Около двух часов ночи в парадную дверь как-то робко позвонили.
— Отец, дай мне ружье! — вдруг попросил Олег. — Я пойду с тобой!
— Сиди, — бросил Аристарх Павлович и подошел к двери, спросил кто.
— Не бойтесь, поговорить нужно, — отозвался кто-то из-за двери. — Выйдите на минуту.
Аристарх Павлович вернулся в залу, сказал спокойно:
— Поговорить хотят, пойду…
— Не пущу одного! — вдруг сказала Валентина Ильинишна и сорвала с вешалки пальто. — Они и тебя заберут. Они всех нас по одному… Хватит! Война так война!
— Хорошо, — согласился он. — Если через минуту не вернусь — выходите все. А пока стойте у двери.
Он вышел на крыльцо и огляделся — пусто…
— Ну, где ты?
— Здесь, — отозвались с лесов над головой, и в следующий миг на площадку крыльца спрыгнул мужчина лет сорока пяти. — Не бойтесь, я от подполковника Ерашова, Алексея Владимировича.
— Где он? — вздрогнул Аристарх Павлович.
— У вас в доме посторонние есть? — спросил мужчина.
— Нет, только свои.
— Все равно… Отойдем куда-нибудь, поговорим, — подумав, сказал он и глянул на лампочку над дверью. — Тут как на эстраде…
Минуты наверняка не прошло, однако дверь распахнулась и на крыльцо вышли Валентина Ильинишна, Екатерина и Олег. Мужчина шагнул в тень балки от лесов и отвернулся.
— Ступайте назад, — велел Аристарх Павлович. — Все в порядке, это ко мне, по делу…
Недоверчиво поглядывая на незнакомца, они скрылись за дверью, но оставили ее приоткрытой.
Аристарх Павлович спустился с крыльца и направился к сараю, мужчина последовал за ним.
— Где Ерашов? — на ходу спросил Аристарх Павлович, но не дождавшись ответа, резко обернулся. — Где? Говори!
В темноте белели одни глаза…
— Убили… Расстреляли почти в упор!
Аристарх Павлович механически дошел до стены сарая, уперся головой и замер.
— Кто? — спросил глухо.
— Неизвестно, — проронил незнакомец. — Какой-то солдатик из Таманской дивизии.

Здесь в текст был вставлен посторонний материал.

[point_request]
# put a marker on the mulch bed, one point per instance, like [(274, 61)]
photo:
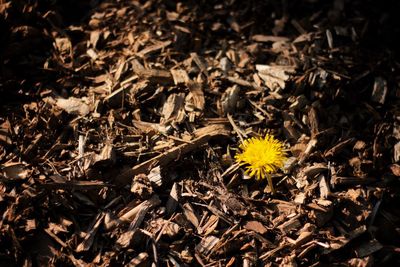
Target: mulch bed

Аристарх Павлович повернулся спиной к стене и медленно сполз по ней, опустившись на корточки. Глаза привыкали к темноте, но сознание протестовало…
— Ты был с ним?
— С ним был… На моих глазах убили, — сипло объяснил он. — Вышел с мегафоном, звать стал… На ступенях и лег. Из крупнокалиберного расстреляли, сволочи! В упор!
— Зачем вы полезли в этот Белый дом?! — взорвался Аристарх Павлович. — Командиры, офицеры!.. Это же загон, бойня!
— Никто не ожидал такого зверства, отец…
— Тебя как зовут?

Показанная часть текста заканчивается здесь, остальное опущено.